According to Queen’s Provost Alan Harrison, the University has no plans to adopt block learning in the near future.

“The critical thing is there’s nothing sacrificed by the normal university term” he said. “I think the majority of teaching will continue to follow the standard schedule because that’s the schedule that works well for most of those involved.

“There are exceptions and it’s difficult to predict where it might go, but I can’t be more specific than that.”

The Queen’s Academic Plan — released in November 2011 — was developed to improve the University’s approach to education.

“The real learning … [is] the result of time spent individually or with a small group of peers,” the plan reads. “During this intensive process, students should have access to a full range of resources and support services and be guided and supervised by instructors or TAs.”

Kieran Slobodin, AMS vice-president of university affairs, said the Academic Plan is a good way for the University to continue improving its methodology. He said block learning could work for smaller schools, but would be a challenge at Queen’s.

“If you’re able to devote more attention over a shorter time, you can get a better grasp of it,” he said. “But it’s difficult to do when everything else in your life is telling you to spread thin.”

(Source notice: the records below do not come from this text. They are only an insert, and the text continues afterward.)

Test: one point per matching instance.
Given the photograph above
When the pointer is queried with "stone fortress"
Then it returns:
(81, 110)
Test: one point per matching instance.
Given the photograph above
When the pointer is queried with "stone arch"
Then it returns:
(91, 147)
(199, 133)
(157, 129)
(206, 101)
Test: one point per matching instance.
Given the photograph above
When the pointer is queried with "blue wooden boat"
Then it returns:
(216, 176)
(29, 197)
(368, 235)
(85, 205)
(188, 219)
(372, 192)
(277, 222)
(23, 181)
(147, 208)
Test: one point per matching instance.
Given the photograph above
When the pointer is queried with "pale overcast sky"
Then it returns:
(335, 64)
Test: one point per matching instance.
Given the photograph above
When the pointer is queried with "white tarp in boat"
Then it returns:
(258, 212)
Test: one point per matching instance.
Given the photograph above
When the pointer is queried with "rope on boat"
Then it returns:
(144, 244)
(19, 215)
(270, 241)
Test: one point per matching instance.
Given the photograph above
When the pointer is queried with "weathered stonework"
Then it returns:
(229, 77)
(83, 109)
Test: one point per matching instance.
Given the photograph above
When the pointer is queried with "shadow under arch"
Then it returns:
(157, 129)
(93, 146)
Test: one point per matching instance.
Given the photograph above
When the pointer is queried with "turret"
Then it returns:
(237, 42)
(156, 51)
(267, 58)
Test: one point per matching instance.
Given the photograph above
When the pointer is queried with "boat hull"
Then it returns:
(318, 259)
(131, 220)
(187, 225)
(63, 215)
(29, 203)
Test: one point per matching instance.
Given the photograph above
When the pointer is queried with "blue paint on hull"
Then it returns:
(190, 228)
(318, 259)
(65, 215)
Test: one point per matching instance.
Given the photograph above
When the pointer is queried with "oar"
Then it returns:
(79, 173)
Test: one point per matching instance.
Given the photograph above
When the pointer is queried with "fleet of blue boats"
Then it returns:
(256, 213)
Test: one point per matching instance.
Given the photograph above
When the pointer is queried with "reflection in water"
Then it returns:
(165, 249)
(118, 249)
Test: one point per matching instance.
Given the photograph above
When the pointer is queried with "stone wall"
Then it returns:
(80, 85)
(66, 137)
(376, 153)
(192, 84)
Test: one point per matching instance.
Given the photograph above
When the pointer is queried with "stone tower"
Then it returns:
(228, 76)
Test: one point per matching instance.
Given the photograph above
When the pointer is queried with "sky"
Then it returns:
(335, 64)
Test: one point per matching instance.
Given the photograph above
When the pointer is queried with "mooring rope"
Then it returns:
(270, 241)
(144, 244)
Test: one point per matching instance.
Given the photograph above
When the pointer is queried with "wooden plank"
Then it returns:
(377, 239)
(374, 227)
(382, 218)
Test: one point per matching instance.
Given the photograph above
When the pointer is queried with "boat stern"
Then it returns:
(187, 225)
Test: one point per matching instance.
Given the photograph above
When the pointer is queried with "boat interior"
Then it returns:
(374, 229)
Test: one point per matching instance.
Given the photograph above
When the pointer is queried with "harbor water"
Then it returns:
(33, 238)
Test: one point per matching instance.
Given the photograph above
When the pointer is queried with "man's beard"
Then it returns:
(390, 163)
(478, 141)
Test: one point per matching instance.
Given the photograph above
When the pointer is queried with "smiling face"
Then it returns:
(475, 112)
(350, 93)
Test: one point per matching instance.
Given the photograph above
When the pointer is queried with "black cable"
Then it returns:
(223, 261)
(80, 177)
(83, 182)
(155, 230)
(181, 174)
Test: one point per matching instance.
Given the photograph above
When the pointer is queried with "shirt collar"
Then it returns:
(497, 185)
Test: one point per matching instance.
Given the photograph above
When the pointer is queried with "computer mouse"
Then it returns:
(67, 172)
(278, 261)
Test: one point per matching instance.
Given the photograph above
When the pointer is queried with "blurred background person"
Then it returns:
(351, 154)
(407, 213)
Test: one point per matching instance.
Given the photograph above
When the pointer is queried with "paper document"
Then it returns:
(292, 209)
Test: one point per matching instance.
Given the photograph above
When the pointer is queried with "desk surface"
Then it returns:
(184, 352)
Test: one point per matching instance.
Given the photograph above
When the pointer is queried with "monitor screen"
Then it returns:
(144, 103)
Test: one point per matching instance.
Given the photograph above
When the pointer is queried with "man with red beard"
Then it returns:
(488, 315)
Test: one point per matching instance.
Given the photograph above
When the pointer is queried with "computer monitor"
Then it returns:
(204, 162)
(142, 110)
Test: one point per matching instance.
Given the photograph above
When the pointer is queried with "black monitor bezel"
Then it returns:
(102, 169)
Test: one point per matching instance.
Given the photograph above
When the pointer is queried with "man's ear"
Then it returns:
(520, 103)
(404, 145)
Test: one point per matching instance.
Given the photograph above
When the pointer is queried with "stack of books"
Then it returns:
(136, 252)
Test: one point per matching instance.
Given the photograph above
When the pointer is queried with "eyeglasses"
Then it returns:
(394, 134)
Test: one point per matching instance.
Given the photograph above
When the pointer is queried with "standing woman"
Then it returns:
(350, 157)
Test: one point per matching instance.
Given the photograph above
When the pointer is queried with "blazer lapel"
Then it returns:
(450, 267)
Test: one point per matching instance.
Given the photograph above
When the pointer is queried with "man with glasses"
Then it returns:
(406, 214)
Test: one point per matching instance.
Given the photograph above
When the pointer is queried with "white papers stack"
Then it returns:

Though the block structure couldn’t work for every faculty, Slobodin said similar programs already exist at Queen’s. He cited month-long summer credits as a good example of sequential learning on campus.

“It works in small doses,” he said. “But for the University to make a drastic change, it would rely on Ontario making a drastic change. It would step us out of sync with literally every other aspect of post-secondary education.”

Slobodin said he doesn’t foresee big changes in Queen’s current education model over the next few years.

“If anything, the trend has been to streamline universities in Ontario into the same system,” he said.